La linea guida dell’Uefa: “C’è un tavolo permanente per aiutare federazioni, leghe e club a riprendere e terminare i campionati inserendo nel mezzo i turni delle coppe europee. Prima campionati e coppe in estate? Al momento non è la nostra prima opzione”.

Tra i passaggi più interessanti dell’intervista, anche un riferimento alla spaccatura nella La Lega di Serie A tra chi vorrebbe riprendere e chi no: “Come Uefa abbiamo ricevuto la posizione delle European Leagues, l'associazione che raggruppa le leghe, ed è unanime. Non abbiamo rapporti con singole leghe e non conosciamo i loro posizionamenti interni. Il 30 giugno è la data che segna la fine della stagione sportiva, della chiusura dei bilanci e dei vincoli contrattuali dei giocatori. Per prolungare il termine di chiusura dei bilanci servirà un decreto legge per superare il vincolo civilistico. Per i contratti dei giocatori invece serve una disposizione della Fifa, ma c'è disponibilità a farla. Il timore di compromettere la prossima stagione? Ci sono ragioni valide sia da parte di chi vuole riprendere, sia da parte di chi ritiene sia meglio fermarsi. Spetta alle singole federazioni decidere la cosa migliore per il proprio sistema nazionale. Che però deve incastrarsi anche in quello europeo…”.

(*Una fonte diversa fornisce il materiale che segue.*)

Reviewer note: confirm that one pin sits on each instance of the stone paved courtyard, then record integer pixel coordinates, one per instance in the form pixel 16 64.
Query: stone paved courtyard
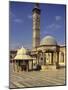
pixel 37 78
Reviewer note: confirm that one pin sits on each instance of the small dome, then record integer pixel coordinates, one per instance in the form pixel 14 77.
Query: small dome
pixel 48 40
pixel 22 51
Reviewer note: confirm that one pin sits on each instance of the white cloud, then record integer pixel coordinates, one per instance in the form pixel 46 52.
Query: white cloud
pixel 54 26
pixel 17 20
pixel 58 18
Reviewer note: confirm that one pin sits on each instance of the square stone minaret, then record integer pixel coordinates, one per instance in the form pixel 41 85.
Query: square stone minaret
pixel 36 26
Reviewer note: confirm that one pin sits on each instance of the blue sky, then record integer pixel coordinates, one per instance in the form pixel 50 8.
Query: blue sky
pixel 52 23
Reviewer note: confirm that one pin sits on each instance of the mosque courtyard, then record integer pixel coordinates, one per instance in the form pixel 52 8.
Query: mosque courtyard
pixel 37 78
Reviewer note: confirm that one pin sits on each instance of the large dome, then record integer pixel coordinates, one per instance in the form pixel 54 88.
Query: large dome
pixel 48 40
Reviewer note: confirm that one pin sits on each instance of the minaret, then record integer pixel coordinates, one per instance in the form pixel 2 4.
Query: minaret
pixel 36 26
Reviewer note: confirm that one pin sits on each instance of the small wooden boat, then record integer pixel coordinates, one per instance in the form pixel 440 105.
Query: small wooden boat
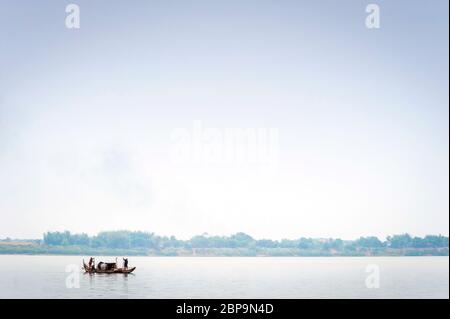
pixel 107 268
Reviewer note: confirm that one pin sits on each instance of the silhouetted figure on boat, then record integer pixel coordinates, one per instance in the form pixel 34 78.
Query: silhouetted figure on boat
pixel 91 263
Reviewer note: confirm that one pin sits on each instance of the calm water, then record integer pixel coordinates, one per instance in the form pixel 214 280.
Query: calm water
pixel 177 277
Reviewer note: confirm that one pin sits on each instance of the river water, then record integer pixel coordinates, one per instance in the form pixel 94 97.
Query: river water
pixel 228 277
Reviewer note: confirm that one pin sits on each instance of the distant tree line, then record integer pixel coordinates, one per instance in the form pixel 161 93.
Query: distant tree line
pixel 138 239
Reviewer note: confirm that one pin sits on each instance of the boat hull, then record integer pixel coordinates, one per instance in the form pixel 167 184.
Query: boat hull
pixel 113 271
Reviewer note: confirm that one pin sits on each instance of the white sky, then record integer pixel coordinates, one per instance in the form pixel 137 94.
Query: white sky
pixel 86 117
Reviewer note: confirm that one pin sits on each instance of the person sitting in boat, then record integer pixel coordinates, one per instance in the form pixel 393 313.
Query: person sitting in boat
pixel 91 263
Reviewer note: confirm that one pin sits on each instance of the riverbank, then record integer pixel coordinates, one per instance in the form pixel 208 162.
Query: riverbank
pixel 24 248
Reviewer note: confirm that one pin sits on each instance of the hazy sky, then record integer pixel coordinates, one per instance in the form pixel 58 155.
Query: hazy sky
pixel 87 117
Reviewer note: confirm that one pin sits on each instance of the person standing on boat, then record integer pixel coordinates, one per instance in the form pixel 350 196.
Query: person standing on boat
pixel 125 263
pixel 91 263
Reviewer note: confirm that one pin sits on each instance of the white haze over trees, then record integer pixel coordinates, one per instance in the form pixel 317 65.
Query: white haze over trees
pixel 356 120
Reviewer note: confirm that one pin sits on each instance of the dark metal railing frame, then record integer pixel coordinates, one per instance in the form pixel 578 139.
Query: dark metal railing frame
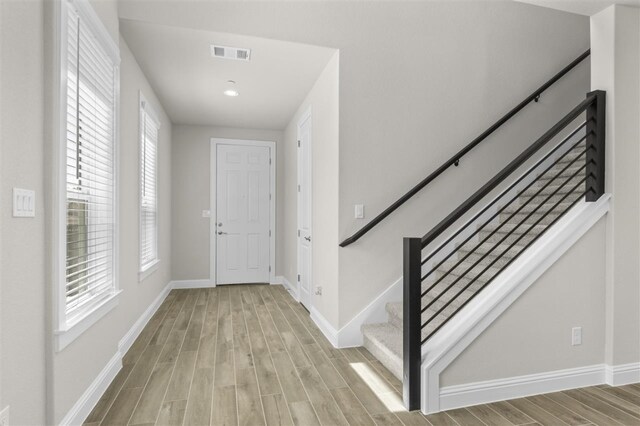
pixel 595 107
pixel 455 159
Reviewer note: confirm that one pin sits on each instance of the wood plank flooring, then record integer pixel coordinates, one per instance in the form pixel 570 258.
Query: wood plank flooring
pixel 250 355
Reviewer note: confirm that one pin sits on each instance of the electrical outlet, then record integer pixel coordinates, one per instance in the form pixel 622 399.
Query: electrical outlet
pixel 4 416
pixel 24 203
pixel 576 336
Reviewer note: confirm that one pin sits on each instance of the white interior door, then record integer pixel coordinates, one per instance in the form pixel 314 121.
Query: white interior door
pixel 242 214
pixel 304 212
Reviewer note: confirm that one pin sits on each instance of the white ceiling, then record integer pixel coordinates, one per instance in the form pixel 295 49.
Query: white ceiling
pixel 190 82
pixel 581 7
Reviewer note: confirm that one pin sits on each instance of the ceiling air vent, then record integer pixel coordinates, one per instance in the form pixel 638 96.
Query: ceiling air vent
pixel 226 52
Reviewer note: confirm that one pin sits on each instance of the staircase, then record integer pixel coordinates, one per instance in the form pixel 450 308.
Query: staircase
pixel 473 264
pixel 453 288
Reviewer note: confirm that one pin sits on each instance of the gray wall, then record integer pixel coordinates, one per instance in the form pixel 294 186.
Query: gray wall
pixel 22 271
pixel 191 183
pixel 410 96
pixel 616 69
pixel 534 334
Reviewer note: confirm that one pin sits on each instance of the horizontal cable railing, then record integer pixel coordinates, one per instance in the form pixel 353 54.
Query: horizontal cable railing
pixel 455 159
pixel 439 285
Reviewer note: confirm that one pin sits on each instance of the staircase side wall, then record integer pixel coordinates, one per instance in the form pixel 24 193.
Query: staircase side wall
pixel 534 334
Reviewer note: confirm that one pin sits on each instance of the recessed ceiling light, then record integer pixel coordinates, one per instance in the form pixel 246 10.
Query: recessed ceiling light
pixel 231 89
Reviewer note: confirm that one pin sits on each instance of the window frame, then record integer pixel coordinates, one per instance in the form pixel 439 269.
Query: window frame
pixel 68 327
pixel 145 270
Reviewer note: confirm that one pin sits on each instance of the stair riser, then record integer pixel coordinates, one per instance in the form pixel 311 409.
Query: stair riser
pixel 394 366
pixel 396 321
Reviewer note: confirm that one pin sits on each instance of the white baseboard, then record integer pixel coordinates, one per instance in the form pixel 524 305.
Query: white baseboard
pixel 327 329
pixel 517 387
pixel 277 280
pixel 184 284
pixel 82 408
pixel 293 290
pixel 351 334
pixel 623 374
pixel 135 330
pixel 90 397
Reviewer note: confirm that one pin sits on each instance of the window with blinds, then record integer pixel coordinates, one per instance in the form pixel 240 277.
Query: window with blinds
pixel 91 84
pixel 149 127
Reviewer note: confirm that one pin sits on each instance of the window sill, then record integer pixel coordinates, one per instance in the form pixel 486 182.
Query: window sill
pixel 64 337
pixel 148 270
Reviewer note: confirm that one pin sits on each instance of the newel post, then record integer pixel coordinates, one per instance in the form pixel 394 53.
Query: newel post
pixel 596 119
pixel 412 326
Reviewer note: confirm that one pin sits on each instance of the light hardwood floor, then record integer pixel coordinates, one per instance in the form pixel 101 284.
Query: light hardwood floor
pixel 250 355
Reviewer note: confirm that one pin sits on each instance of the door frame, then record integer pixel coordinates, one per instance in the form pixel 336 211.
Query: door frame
pixel 306 116
pixel 213 198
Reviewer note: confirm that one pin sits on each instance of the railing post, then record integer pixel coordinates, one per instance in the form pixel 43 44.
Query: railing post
pixel 596 119
pixel 412 326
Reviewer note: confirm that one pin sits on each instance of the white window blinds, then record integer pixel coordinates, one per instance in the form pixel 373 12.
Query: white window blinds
pixel 90 173
pixel 149 127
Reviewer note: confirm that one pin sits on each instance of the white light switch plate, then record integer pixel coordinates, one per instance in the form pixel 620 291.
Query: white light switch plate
pixel 576 336
pixel 24 203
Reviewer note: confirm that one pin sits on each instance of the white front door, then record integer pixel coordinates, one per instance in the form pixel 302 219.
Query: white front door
pixel 242 214
pixel 304 211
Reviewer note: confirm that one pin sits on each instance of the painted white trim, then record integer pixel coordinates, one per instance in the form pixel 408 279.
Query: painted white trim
pixel 623 374
pixel 88 400
pixel 183 284
pixel 293 290
pixel 148 270
pixel 135 330
pixel 145 109
pixel 520 386
pixel 488 305
pixel 305 117
pixel 212 202
pixel 277 280
pixel 82 408
pixel 73 330
pixel 350 334
pixel 325 326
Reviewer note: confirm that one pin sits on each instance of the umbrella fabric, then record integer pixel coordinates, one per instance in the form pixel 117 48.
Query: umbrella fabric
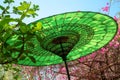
pixel 79 33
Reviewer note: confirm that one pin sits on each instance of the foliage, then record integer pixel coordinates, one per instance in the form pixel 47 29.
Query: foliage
pixel 103 64
pixel 15 35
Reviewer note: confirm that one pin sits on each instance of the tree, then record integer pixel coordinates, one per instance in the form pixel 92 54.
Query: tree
pixel 15 34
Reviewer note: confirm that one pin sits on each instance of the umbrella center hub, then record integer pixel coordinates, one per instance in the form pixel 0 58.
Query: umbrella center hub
pixel 61 44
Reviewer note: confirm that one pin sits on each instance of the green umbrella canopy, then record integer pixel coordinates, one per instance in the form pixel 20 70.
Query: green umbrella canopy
pixel 71 35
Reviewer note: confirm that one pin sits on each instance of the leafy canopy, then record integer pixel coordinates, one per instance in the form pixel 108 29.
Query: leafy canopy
pixel 14 33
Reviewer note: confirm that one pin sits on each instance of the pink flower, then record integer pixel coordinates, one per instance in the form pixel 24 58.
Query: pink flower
pixel 63 69
pixel 115 18
pixel 106 8
pixel 81 59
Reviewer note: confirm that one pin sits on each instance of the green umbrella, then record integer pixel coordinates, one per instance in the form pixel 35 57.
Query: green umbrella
pixel 69 36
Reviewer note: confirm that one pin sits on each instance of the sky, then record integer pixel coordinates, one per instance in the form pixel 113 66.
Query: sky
pixel 52 7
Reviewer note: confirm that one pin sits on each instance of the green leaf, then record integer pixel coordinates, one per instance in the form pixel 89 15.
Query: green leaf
pixel 1 7
pixel 30 44
pixel 22 57
pixel 9 1
pixel 24 6
pixel 32 59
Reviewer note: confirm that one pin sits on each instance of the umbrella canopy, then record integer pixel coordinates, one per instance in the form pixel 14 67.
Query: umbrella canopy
pixel 71 35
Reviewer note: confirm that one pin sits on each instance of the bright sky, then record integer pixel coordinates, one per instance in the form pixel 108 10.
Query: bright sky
pixel 52 7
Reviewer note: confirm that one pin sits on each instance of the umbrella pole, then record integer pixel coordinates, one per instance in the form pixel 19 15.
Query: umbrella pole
pixel 64 59
pixel 66 66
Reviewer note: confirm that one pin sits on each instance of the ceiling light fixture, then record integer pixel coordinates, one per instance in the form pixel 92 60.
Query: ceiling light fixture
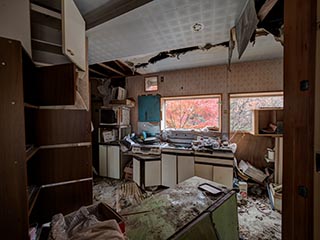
pixel 197 27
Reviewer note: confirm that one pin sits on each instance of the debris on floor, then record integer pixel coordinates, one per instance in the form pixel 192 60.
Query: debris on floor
pixel 257 220
pixel 118 194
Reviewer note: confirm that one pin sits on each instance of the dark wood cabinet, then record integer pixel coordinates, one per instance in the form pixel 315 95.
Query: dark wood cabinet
pixel 45 154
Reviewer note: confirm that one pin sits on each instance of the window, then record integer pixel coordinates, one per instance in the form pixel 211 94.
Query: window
pixel 191 112
pixel 242 104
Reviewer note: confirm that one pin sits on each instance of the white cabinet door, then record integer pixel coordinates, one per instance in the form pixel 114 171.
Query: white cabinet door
pixel 185 167
pixel 103 161
pixel 152 173
pixel 204 171
pixel 73 34
pixel 223 175
pixel 113 161
pixel 136 171
pixel 168 170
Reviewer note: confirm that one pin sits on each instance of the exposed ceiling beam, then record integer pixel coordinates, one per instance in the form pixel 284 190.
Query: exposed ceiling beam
pixel 111 69
pixel 119 64
pixel 99 73
pixel 111 9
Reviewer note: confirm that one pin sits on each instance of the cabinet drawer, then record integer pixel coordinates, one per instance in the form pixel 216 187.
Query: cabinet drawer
pixel 168 170
pixel 204 171
pixel 223 175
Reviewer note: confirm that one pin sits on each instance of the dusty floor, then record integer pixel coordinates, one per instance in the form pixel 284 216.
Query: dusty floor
pixel 256 219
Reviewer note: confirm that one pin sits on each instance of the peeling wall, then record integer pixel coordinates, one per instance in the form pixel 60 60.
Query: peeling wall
pixel 244 77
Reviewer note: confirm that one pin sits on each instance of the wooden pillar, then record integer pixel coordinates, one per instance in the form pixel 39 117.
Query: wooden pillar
pixel 316 203
pixel 299 125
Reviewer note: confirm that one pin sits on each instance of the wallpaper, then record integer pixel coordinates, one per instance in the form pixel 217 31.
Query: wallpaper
pixel 245 77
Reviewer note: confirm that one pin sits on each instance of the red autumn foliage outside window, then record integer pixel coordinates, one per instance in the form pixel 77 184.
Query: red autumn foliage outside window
pixel 192 113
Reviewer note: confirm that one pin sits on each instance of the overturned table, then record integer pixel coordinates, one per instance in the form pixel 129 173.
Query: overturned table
pixel 184 212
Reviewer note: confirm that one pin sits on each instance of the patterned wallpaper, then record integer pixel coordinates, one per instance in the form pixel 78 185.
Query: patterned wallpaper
pixel 244 77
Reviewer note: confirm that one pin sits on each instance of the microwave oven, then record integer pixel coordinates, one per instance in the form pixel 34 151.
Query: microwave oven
pixel 114 116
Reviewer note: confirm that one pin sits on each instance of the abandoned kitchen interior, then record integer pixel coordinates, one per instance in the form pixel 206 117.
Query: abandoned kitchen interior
pixel 172 119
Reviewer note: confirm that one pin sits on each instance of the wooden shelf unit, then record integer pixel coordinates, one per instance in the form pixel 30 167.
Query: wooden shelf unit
pixel 261 118
pixel 56 153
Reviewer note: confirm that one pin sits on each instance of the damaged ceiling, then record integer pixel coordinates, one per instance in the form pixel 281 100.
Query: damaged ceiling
pixel 128 37
pixel 175 34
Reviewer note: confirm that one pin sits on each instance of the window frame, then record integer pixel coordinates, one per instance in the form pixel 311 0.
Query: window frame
pixel 164 99
pixel 249 94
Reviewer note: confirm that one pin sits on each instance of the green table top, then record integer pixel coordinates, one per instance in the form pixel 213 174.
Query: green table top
pixel 164 213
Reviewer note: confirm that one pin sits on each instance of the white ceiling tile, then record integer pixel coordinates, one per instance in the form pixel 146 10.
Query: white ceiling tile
pixel 163 25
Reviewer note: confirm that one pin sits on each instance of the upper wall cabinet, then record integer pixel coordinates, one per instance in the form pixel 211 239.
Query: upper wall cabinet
pixel 57 33
pixel 73 34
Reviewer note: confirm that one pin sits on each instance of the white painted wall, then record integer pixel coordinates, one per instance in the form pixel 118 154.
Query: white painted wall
pixel 15 21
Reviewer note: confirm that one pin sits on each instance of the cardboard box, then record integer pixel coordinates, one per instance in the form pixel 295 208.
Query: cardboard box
pixel 119 93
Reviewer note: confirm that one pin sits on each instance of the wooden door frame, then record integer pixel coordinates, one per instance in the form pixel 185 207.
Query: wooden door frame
pixel 299 119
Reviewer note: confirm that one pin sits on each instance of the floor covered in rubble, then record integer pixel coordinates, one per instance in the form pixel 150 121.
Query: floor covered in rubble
pixel 256 218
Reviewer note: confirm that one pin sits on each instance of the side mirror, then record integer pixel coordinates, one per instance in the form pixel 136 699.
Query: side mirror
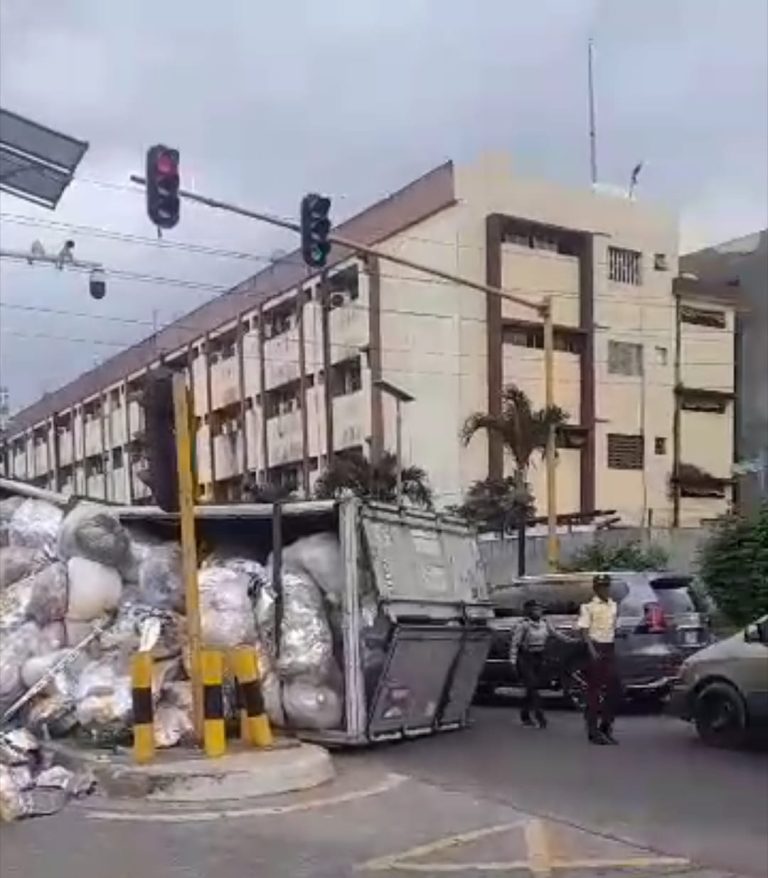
pixel 757 632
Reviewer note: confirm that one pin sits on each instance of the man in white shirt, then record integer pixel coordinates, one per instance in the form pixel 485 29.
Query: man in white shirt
pixel 597 623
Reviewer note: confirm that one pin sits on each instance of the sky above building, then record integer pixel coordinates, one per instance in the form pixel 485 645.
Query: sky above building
pixel 268 101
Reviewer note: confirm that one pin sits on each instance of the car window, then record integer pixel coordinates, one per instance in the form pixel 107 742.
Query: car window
pixel 676 600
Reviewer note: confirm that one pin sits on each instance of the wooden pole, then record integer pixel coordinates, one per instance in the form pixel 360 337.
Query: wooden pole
pixel 187 487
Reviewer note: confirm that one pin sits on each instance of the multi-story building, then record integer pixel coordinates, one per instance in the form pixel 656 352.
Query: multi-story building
pixel 744 263
pixel 285 367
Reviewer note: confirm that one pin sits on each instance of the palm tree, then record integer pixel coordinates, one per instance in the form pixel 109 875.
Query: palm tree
pixel 352 471
pixel 524 431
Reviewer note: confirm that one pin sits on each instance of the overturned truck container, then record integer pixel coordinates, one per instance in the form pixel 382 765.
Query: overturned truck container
pixel 409 612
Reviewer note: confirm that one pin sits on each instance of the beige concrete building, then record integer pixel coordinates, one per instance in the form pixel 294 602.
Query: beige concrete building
pixel 284 368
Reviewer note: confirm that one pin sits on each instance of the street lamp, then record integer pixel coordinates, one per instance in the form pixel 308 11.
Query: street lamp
pixel 399 396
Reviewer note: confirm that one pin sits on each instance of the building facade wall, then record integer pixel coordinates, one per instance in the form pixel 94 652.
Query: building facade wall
pixel 281 382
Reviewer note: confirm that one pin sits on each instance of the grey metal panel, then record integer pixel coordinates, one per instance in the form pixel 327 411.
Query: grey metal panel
pixel 29 179
pixel 413 682
pixel 466 673
pixel 420 556
pixel 43 143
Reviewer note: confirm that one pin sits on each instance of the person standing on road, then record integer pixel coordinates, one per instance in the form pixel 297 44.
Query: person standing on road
pixel 527 652
pixel 597 623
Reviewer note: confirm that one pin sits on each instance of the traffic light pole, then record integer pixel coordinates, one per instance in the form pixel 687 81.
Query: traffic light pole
pixel 188 543
pixel 542 308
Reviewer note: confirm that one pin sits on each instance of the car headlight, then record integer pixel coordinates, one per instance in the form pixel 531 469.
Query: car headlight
pixel 687 673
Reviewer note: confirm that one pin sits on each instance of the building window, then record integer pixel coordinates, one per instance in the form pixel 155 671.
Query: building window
pixel 702 317
pixel 624 266
pixel 346 377
pixel 625 358
pixel 625 451
pixel 533 337
pixel 343 287
pixel 282 400
pixel 703 402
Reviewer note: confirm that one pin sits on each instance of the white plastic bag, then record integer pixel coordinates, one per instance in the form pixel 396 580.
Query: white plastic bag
pixel 161 582
pixel 311 706
pixel 226 616
pixel 306 647
pixel 35 524
pixel 94 589
pixel 104 697
pixel 93 531
pixel 319 557
pixel 49 598
pixel 18 562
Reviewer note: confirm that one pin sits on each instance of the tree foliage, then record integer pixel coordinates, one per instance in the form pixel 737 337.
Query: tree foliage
pixel 523 429
pixel 602 554
pixel 495 504
pixel 352 471
pixel 733 565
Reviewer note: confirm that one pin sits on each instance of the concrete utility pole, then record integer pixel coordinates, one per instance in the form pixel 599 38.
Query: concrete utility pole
pixel 400 396
pixel 542 308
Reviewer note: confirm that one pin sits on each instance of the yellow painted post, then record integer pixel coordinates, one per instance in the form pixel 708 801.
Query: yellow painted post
pixel 254 722
pixel 187 493
pixel 553 547
pixel 214 730
pixel 143 713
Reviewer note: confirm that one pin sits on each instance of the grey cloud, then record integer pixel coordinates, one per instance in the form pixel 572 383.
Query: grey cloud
pixel 269 100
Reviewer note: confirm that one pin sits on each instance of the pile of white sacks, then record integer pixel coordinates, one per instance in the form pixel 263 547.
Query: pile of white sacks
pixel 63 575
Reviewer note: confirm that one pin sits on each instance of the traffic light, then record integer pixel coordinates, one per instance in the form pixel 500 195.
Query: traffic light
pixel 315 227
pixel 160 439
pixel 163 203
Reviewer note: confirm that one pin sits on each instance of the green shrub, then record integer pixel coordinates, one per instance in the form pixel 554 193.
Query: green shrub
pixel 733 565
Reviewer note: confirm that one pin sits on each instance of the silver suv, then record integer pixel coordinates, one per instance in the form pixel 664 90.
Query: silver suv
pixel 647 659
pixel 723 689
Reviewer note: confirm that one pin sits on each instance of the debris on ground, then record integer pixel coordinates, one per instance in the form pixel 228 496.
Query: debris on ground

In caso di finali di coppe europee ad agosto: “Possono esserci slittamenti in avanti. Si rivedranno i calendari. Ci sarà uno slot per le nazionali a settembre, ottobre e novembre e l'eventuale partenza dei gironi delle coppe ad ottobre”.

Sulle licenze Uefa e sul Fair Play Finanziario: “Ci sarà una data ultima e compatibile per tutte le Federazioni per presentare l’elenco dei partecipanti alle coppe europee. Il FFP ha portato il sistema da una perdita di 1,7 miliardi a un utile di 141 milioni in soli 8 anni. Non poteva essere cancellato, ma bisognava tener conto delle problematiche create dal coronavirus e quindi adeguare transitoriamente le norme, non richiedendo il budget 2020-21 fra i documenti necessari. Il pareggio di bilancio e il pagamento dei debiti scaduti restano invece in vigore".

"Porte chiuse? Dipende dai governi nazionali"

Per quanto tempo sarà necessario giocare a porte chiuse? “Porte aperte e porte chiuse sono scelte dei governi nazionali. Proprio come accadde per Atalanta-Valencia e Liverpool-Atletico Madrid, partite che hanno creato polemiche. La speranza di tutti è tornare per gradi alla normalità. Nei momenti difficili come questo bisogna trovare unità e fiducia, mostrando responsabilità e credibilità. Questi sono i pilastri sui quali stiamo costruendo il futuro del calcio”.